In Fairies Hate Ponies, a new transplant from Pegasia arrives at the orchard: an “insect fairy” named Willibop. Willibop is looking for a new home for his species, one that isn’t so saturated with cuteness and unicorns, and Earth seems like the perfect place. Unfortunately, Willibop and his relatives aren’t interested in being good neighbors, and Xander has to find a solution that will suit everyone’s best interests. In Who Turned Off the Colors?, a stormy day turns Xander’s magic show on its ear, and the next day, he’s turned as gray as “an old black-and-white TV show.” Even worse, it seems to be contagious, and not only are people turning shades of gray, but they’re craving overcooked beets and boiled potatoes. What’s a kid and a trio of dimension-hopping zombie unicorns to do?
Fairies Hate Ponies is filled with good cautionary lessons for kids about tolerance and respect, environmentalism, and making a stand to protect a community and one’s friends. The lessons aren’t heavy-handed, but are integrated into the story-telling in a way that kids should find accessible and instructive. The emphasis is still firmly on fun and friendship, though. Who Turned Off the Colors? is purely fun, with lots of Three Stooges-style hijinks among the unicorns as they attempt to hitchhike across town, climb ladders, hide from Xander’s parents and the rest of the town’s residents, and do their best to save the day. The ending is surprisingly bittersweet, reminding readers that Cadie, Blep, and Ronk didn’t come to Earth’s dimension by choice.

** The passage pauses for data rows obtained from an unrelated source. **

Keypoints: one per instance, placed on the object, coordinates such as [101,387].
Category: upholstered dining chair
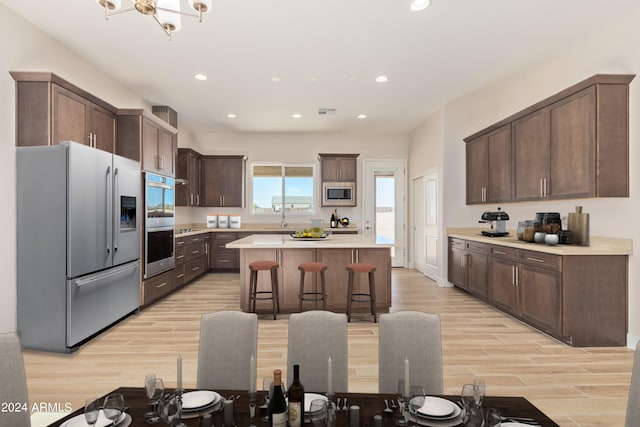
[314,336]
[416,336]
[633,404]
[228,339]
[13,381]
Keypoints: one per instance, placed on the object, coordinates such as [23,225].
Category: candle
[252,376]
[179,381]
[406,376]
[329,376]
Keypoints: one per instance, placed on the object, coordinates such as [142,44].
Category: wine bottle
[277,404]
[296,399]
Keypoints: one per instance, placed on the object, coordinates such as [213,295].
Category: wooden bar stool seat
[254,294]
[313,267]
[362,267]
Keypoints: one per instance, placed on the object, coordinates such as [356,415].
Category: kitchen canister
[212,221]
[223,221]
[234,221]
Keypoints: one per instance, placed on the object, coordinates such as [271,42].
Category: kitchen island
[336,251]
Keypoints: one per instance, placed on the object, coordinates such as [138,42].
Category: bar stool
[361,267]
[254,267]
[313,267]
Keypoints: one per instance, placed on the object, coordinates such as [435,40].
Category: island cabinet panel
[578,299]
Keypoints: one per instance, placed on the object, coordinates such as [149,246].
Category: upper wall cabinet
[146,138]
[574,144]
[50,110]
[223,181]
[339,167]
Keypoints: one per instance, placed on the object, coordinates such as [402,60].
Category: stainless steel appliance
[78,243]
[338,194]
[159,222]
[500,218]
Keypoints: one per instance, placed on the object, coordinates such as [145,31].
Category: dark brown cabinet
[189,170]
[338,167]
[223,181]
[580,300]
[144,137]
[50,110]
[489,167]
[574,144]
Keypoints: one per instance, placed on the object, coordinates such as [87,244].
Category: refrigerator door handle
[109,204]
[116,209]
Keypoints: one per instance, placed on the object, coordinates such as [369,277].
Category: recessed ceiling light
[418,5]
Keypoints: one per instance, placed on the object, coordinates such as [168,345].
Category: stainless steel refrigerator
[78,243]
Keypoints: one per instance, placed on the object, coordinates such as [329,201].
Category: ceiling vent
[167,114]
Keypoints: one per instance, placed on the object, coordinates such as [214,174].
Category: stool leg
[252,290]
[349,297]
[372,296]
[324,290]
[274,291]
[301,289]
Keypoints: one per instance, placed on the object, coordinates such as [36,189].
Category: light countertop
[598,245]
[285,241]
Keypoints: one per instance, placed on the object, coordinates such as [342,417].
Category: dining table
[370,404]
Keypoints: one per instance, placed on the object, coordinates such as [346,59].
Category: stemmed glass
[267,385]
[113,407]
[91,410]
[155,389]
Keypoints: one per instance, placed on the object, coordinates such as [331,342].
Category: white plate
[199,399]
[80,421]
[308,398]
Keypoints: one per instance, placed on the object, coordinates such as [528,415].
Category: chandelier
[166,13]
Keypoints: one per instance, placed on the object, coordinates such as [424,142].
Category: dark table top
[371,404]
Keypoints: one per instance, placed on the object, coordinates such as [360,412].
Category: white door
[384,205]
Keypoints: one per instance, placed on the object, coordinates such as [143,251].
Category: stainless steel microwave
[338,194]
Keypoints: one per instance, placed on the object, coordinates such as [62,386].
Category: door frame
[399,168]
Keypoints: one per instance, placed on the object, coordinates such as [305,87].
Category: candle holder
[252,407]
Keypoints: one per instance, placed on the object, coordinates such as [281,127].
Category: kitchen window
[273,184]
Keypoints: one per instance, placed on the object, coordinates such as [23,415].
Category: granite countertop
[284,241]
[598,245]
[257,228]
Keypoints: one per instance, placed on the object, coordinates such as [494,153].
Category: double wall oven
[159,224]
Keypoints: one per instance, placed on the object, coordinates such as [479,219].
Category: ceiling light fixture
[166,13]
[418,5]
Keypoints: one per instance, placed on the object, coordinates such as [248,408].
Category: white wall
[294,148]
[612,50]
[28,49]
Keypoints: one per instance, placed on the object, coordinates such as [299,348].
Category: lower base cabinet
[579,300]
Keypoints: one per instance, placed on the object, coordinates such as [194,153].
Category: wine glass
[478,391]
[113,407]
[91,410]
[318,412]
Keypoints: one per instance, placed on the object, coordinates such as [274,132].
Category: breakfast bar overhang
[335,250]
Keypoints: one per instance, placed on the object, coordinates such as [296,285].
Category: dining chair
[228,339]
[14,381]
[314,336]
[415,336]
[633,404]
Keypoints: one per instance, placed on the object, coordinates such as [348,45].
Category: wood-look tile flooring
[574,386]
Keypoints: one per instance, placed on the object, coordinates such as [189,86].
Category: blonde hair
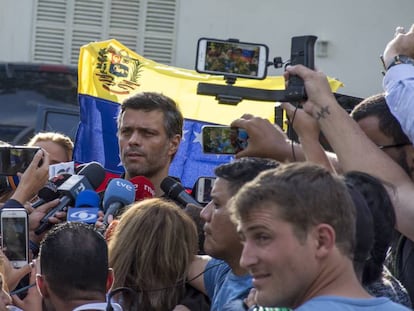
[150,252]
[60,139]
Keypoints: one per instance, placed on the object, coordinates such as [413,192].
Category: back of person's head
[58,138]
[242,170]
[304,195]
[382,210]
[376,106]
[150,101]
[150,252]
[364,231]
[74,261]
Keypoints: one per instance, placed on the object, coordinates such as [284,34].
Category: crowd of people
[289,226]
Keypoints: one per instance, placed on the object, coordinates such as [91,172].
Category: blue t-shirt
[336,303]
[223,286]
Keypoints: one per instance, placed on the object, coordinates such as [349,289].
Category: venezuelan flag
[110,72]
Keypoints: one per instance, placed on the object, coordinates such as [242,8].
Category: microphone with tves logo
[143,188]
[90,177]
[174,190]
[86,207]
[118,194]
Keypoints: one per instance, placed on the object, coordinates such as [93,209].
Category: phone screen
[239,59]
[14,159]
[223,139]
[14,238]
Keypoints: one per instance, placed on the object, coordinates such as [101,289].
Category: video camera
[234,59]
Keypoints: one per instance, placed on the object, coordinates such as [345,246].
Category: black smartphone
[14,159]
[223,139]
[232,58]
[14,235]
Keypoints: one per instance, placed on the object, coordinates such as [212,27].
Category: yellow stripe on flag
[111,71]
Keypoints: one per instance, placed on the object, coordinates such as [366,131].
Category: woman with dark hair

Ellis’ illustrations are cheerfully round and loose, using bright pops of color to draw the eye toward specific points of emphasis or interest among black-and-while illustrations in both books. (So, so much rainbow vomit.) The unicorns’ individual states of decay are impossible to ignore, and their personalities are completely distinct and evident in each appearance on the page. Cradie is agreeable, the de facto leader of the trio, and the most physically intact; Blep enjoys yelling and eating rotten apples and appears to be cobbled together from multiple unicorns; Ronk can only speak his own name and is little more than a vaguely unicorn-shaped pile of goo. Xander, with his thick locs and homemade unicorn-barf-proof gear, is immediately recognizable as a hard-working kid, as well as a thoughtful and good friend. He’s got a crush on Kelly, the niece of the woman who owns the orchard; he’s got attentive and caring parents; he’s resourceful and creative without seeming too mature or too childish. Manning does a good job of capturing that in-between-ness of pre-adolescence, when a kid might be embarrassed by well-worn cartoon-pony bed sheets, but still hangs on to them. And each book concludes with a character spotlight, a glossary of words like “contagious,” “reservoir,” “dimension,” and “landfill,” and some groan-worthy jokes.
How long should a unicorn’s legs be? Long enough to reach the ground!
For the right reader, XANDER AND THE RAINBOW-BARFING UNICORNS is going to be a lot of fun, and as each book is a stand-alone containing its own adventure with a quick recap of how this all started, kids should be able to drop into any of the six books (thus far) with little to no confusion. I’m looking forward to sharing both Fairies Hate Ponies and Who Turned Off the Colors? with my nephew — once I get his parents’ permission, of course!